A norm is strictly convex on a given normed space $X$ if, for every $x,y \text{ with } x \neq y \in X$ of norm 1, we have that $||x + y|| < 2$.
$||.||_{1} = \sum_{j}^{n}|x_j|$
Say we take the set $N = \{x \in \mathbb{C}^{n} s.t. ||x||=1 \text{ and } n \geq 2\}$ and take $x,y \in N$
So $||x||_1 = \sum_{j}^{n}|a_j + b_ji| = \sum_{j}^{n}[(a_j)^2 + (b_j)^2]^{1/2} = 1$.
And we would have $||x + y||= \sum_{j}^{n}|(a_j + b_ji) + (a’_j + b’_ji)|$.
After performing the sum, we’d end up with $||x + y||= \sum_{j}^{n}|(a_j + a’_j) +(b_ji + b’ _ji)|$
And then taking the modulus: $||x + y|| = \sum_{j}^{n}[(a’’_j)^2 +(b’’_j)^2]^{1/2}$
Can we show that this sum is strictly less than 2?
As for the second part $||.||_{\infty} = \sup_{j}|x_j|$ for $j=1,2,...,n$
And the sum would be $||x+y||= sup_j|x_j + y_j| = sup_j[(a’’j)^2 + (b’’j)^2]^{1/2}$
Then again, how is this actually less than 2.

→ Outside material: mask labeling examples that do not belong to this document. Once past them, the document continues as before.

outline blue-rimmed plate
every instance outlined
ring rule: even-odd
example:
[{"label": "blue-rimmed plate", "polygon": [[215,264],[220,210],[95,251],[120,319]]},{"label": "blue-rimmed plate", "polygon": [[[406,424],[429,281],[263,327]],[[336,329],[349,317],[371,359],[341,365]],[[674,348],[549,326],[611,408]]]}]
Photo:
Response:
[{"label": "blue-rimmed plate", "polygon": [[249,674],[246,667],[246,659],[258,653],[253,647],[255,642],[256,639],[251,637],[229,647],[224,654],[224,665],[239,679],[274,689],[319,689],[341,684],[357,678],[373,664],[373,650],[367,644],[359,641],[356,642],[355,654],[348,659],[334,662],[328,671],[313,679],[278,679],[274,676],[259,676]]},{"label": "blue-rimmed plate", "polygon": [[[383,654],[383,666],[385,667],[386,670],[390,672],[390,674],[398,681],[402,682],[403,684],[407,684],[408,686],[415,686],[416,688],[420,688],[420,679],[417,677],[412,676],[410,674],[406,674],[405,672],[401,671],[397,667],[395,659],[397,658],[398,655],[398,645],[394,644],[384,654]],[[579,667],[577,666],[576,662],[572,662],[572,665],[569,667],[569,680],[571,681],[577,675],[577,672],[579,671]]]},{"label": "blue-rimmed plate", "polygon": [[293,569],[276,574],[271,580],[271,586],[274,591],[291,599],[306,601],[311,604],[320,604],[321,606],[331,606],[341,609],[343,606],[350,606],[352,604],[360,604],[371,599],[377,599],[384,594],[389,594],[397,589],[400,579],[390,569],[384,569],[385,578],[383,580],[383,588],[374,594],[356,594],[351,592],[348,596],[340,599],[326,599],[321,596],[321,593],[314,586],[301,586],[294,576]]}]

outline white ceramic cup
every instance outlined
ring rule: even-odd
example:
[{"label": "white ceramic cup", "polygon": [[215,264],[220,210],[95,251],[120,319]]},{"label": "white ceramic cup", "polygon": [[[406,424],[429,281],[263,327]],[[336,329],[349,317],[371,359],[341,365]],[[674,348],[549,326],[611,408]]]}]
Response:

Firstly, strictly convex means that for $x,y\in X$ with $x\neq y$ such that $\|x\|=\|y\|=1$, we have $\|x+y\|<2$.
Secondly, this does not hold for $\mathbb C^n$ with $n\geq 2$ and the $1$-norm. Indeed, consider $n=2$, $x=(1,0)$, $y=(0,1)$. Then $\|x\|_1=\|y\|_1=1$, while $\|x+y\|_1=2$.
Thirdily, this does not hold for $\mathbb C^n$ with $n\geq 2$ and the $\infty$-norm. Again, consider $n=2$, but with $x=(1,0)$ and $y=(1,1)$. Then $\|x\|_\infty=\|y\|_\infty=1$, while $\|x+y\|_\infty=2$.